With the deepening of the network structure presented in reference [24], the algorithm will increase the number of parameters in the network. Consequently, the amount of calculation and test time will increase. In real application scenarios, this will render it difficult to perform gesture recognition quickly and efficiently. The algorithm has been verified based on a significant amount of experimental results to obtain the optimal number of residual learning module layers combined with a global separable convolution. It uses fewer convolutional network layers and fewer parameters to reduce the operation time.

The algorithm in [25] eliminates the data overfitting problem through network initialisation (ReLU and softmax) and L2 regularisation; furthermore, it uses the BN layer for feature normalisation after the fully connected layer, thereby increasing the total test time of the model.

In summary, compared with other algorithms, the algorithm proposed herein can extract more discriminative feature information to distinguish different types of face images while affording better recognition effects and a shorter test time. For example, compared with traditional deep networks, the proposed algorithm exhibits a simplified network structure and affords low time complexity. Compared with densely connected multiplexed feature information networks, the proposed algorithm is optimised for feature reuse to avoid feature redundancy. The experimental results of this study prove that the use of a residual network based on global depth separation convolution results in an efficient recognition of gesture images.

5. Conclusion

In recent years, the field of deep-learning gesture recognition has realised remarkable achievements. However, the complexity of the deep learning model has affected the real-time performance of gesture recognition and limited the application of gesture recognition algorithms in actual scenarios. Hence, a residual learning neural network based on a deep CNN was proposed in this study. Compared with traditional machine leaning methods, the proposed network is advantageous in terms of the feature extraction stage. The layered network adopts the method of sharing weights to a certain extent to overcome the problem of excessive deep network parameters, thereby reducing the possibility of gradient dispersion problems. Compared with the dense connection multiplexing feature information network, the proposed algorithm is optimised for feature multiplexing to avoid performance fluctuations caused by feature redundancy. The experimental results in the ISOGD gesture dataset and Gesture dataset proved that the proposed algorithm not only afforded a fast convergence speed, but also high accuracy.

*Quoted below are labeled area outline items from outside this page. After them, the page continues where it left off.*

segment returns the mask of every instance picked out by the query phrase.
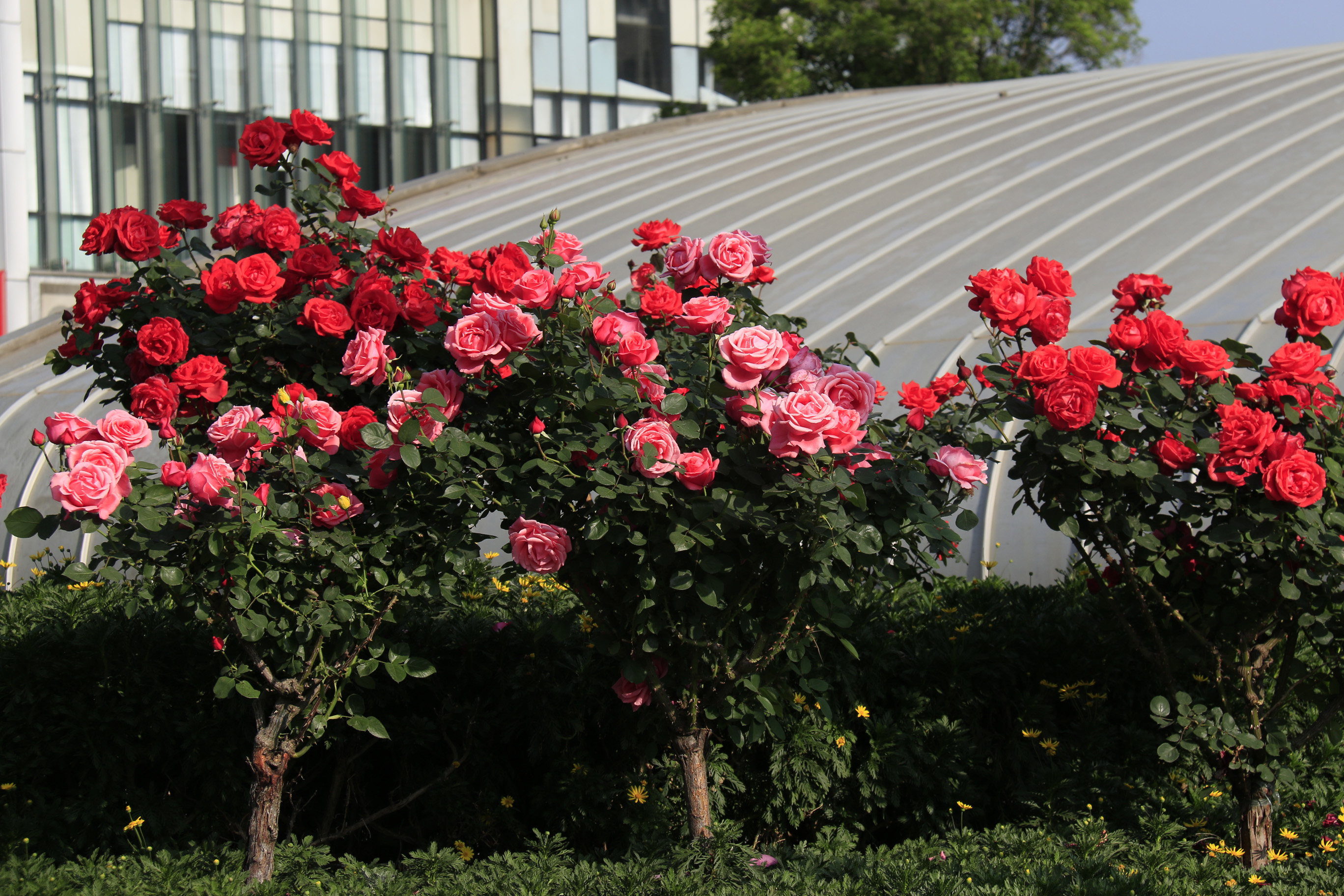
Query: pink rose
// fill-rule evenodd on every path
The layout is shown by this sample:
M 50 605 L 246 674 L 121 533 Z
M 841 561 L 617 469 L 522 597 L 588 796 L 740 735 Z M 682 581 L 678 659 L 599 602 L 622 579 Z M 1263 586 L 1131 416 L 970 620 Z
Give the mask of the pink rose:
M 638 367 L 640 364 L 648 364 L 659 356 L 659 344 L 642 333 L 628 333 L 621 337 L 616 356 L 626 367 Z
M 110 442 L 85 442 L 85 445 L 106 445 L 121 451 L 120 445 Z M 71 449 L 67 459 L 70 469 L 62 470 L 51 477 L 51 497 L 66 510 L 87 510 L 97 513 L 99 520 L 106 520 L 117 509 L 122 498 L 130 494 L 130 480 L 126 477 L 125 465 L 120 469 L 116 463 L 108 463 L 102 451 L 94 451 L 87 461 L 73 459 Z M 125 451 L 122 451 L 125 455 Z
M 476 293 L 472 296 L 472 302 L 465 309 L 466 314 L 480 314 L 481 312 L 507 312 L 511 308 L 517 306 L 517 298 L 513 296 L 496 296 L 495 293 Z
M 204 504 L 231 508 L 233 493 L 227 488 L 235 478 L 234 467 L 222 457 L 198 454 L 196 462 L 187 467 L 187 490 L 191 497 Z
M 370 326 L 355 333 L 355 339 L 345 347 L 340 372 L 349 377 L 351 386 L 362 386 L 370 380 L 374 386 L 382 386 L 387 382 L 387 365 L 396 360 L 396 352 L 383 344 L 384 336 L 387 330 Z
M 540 246 L 544 239 L 546 234 L 538 234 L 527 242 L 534 246 Z M 587 261 L 587 258 L 583 257 L 583 243 L 579 242 L 579 238 L 574 234 L 564 234 L 562 231 L 555 231 L 555 242 L 551 243 L 551 254 L 559 255 L 564 259 L 566 265 L 575 265 Z
M 224 458 L 228 466 L 235 470 L 250 470 L 253 469 L 251 449 L 259 439 L 257 433 L 249 433 L 245 427 L 258 422 L 262 416 L 265 414 L 261 408 L 237 404 L 210 424 L 210 429 L 206 430 L 206 438 L 214 443 L 219 457 Z
M 652 445 L 655 449 L 652 465 L 646 465 L 644 459 L 645 445 Z M 625 430 L 625 450 L 634 455 L 634 469 L 650 480 L 671 473 L 681 457 L 672 424 L 649 418 L 636 420 Z
M 667 395 L 665 383 L 671 382 L 668 368 L 661 364 L 640 364 L 638 367 L 626 367 L 621 372 L 626 379 L 634 380 L 634 388 L 640 398 L 652 404 L 663 404 L 663 398 Z M 653 379 L 653 376 L 659 379 Z
M 765 244 L 765 236 L 757 236 L 755 234 L 749 234 L 745 230 L 731 231 L 732 236 L 741 238 L 751 247 L 751 266 L 759 267 L 770 261 L 770 247 Z
M 761 429 L 770 434 L 770 453 L 775 457 L 816 454 L 825 442 L 827 430 L 836 426 L 835 402 L 820 392 L 790 392 L 774 402 L 761 418 Z
M 598 345 L 616 345 L 632 333 L 645 336 L 644 322 L 629 312 L 612 312 L 593 320 L 593 341 Z
M 784 334 L 765 326 L 745 326 L 728 333 L 719 340 L 719 355 L 728 363 L 723 368 L 723 382 L 735 390 L 754 390 L 762 373 L 789 363 Z
M 47 438 L 56 445 L 74 445 L 93 435 L 98 427 L 82 416 L 56 411 L 43 423 L 47 424 Z
M 550 271 L 534 267 L 517 278 L 509 296 L 527 308 L 551 308 L 555 305 L 555 279 Z
M 500 339 L 500 325 L 485 313 L 466 314 L 444 334 L 444 348 L 457 359 L 464 373 L 480 373 L 485 361 L 503 364 L 509 349 Z
M 108 415 L 98 420 L 98 435 L 108 442 L 120 445 L 126 451 L 145 447 L 153 441 L 153 437 L 149 435 L 149 424 L 121 408 L 108 411 Z
M 364 502 L 355 497 L 355 493 L 344 485 L 323 482 L 313 489 L 313 494 L 317 496 L 317 500 L 313 501 L 313 525 L 320 525 L 324 529 L 335 529 L 352 516 L 359 516 L 364 512 Z M 336 498 L 336 504 L 325 506 L 325 496 L 328 494 Z
M 335 454 L 340 447 L 340 412 L 327 402 L 305 398 L 298 403 L 298 435 L 314 449 Z
M 500 341 L 509 352 L 521 352 L 542 341 L 542 330 L 536 326 L 536 318 L 526 312 L 509 308 L 496 312 L 495 320 L 499 322 Z
M 792 377 L 789 383 L 793 384 Z M 832 364 L 812 388 L 835 402 L 836 407 L 857 411 L 860 423 L 868 419 L 878 400 L 878 380 L 844 364 Z
M 700 253 L 704 250 L 704 240 L 683 236 L 671 246 L 663 255 L 663 265 L 672 271 L 672 279 L 677 289 L 694 286 L 700 279 Z
M 730 395 L 723 403 L 723 412 L 738 426 L 759 426 L 761 416 L 780 400 L 774 390 L 761 390 L 755 395 Z
M 691 489 L 692 492 L 703 492 L 714 482 L 714 474 L 719 469 L 719 462 L 710 455 L 710 449 L 700 449 L 699 451 L 684 451 L 677 462 L 685 467 L 685 472 L 679 472 L 676 474 L 677 482 Z
M 466 380 L 457 371 L 426 371 L 421 373 L 419 383 L 415 388 L 423 395 L 425 390 L 438 390 L 438 394 L 444 396 L 442 404 L 435 404 L 444 416 L 448 419 L 456 419 L 458 414 L 462 412 L 462 387 L 466 386 Z
M 719 234 L 700 255 L 700 277 L 718 279 L 722 275 L 741 283 L 755 270 L 754 261 L 755 251 L 750 242 L 737 234 Z
M 667 676 L 667 660 L 663 657 L 653 657 L 653 669 L 659 678 Z M 649 684 L 646 677 L 640 684 L 633 684 L 625 676 L 621 676 L 616 680 L 616 684 L 612 685 L 612 690 L 616 692 L 616 696 L 621 700 L 621 703 L 630 704 L 630 712 L 638 712 L 640 707 L 648 707 L 653 703 L 653 686 Z
M 564 566 L 573 545 L 564 527 L 517 517 L 508 528 L 513 563 L 528 572 L 555 572 Z
M 953 482 L 968 492 L 976 488 L 976 482 L 984 484 L 989 481 L 989 477 L 985 474 L 988 467 L 988 463 L 966 449 L 950 445 L 943 445 L 938 449 L 938 455 L 929 459 L 929 470 L 934 476 L 952 477 Z
M 832 454 L 848 454 L 863 437 L 868 434 L 868 430 L 860 430 L 859 426 L 863 424 L 863 418 L 859 416 L 859 411 L 851 410 L 848 407 L 836 408 L 836 422 L 835 426 L 827 429 L 823 435 L 827 439 L 827 447 L 831 449 Z
M 415 419 L 421 426 L 421 437 L 425 442 L 433 442 L 444 431 L 444 424 L 429 415 L 426 406 L 421 402 L 418 390 L 399 390 L 387 399 L 387 429 L 396 434 L 406 420 Z M 423 445 L 421 439 L 413 439 L 415 445 Z
M 681 333 L 722 333 L 732 324 L 731 308 L 732 302 L 722 296 L 698 296 L 681 306 L 673 321 Z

In future studies, we plan to reconstruct the residual unit of the residual network such that the optimised network weight update is more robust. In addition, some auxiliary modules will be added during detection to improve the detection rate of the detection algorithm as well as improve the effectiveness of the gesture algorithm in practical applications.


Hua Han

She has got Master’s degree of Mechatronic Engineering from Hefei University of Technology in 2011. She is a lecturer at Kaifeng University. Her research interests include intelligent control and industrial robot.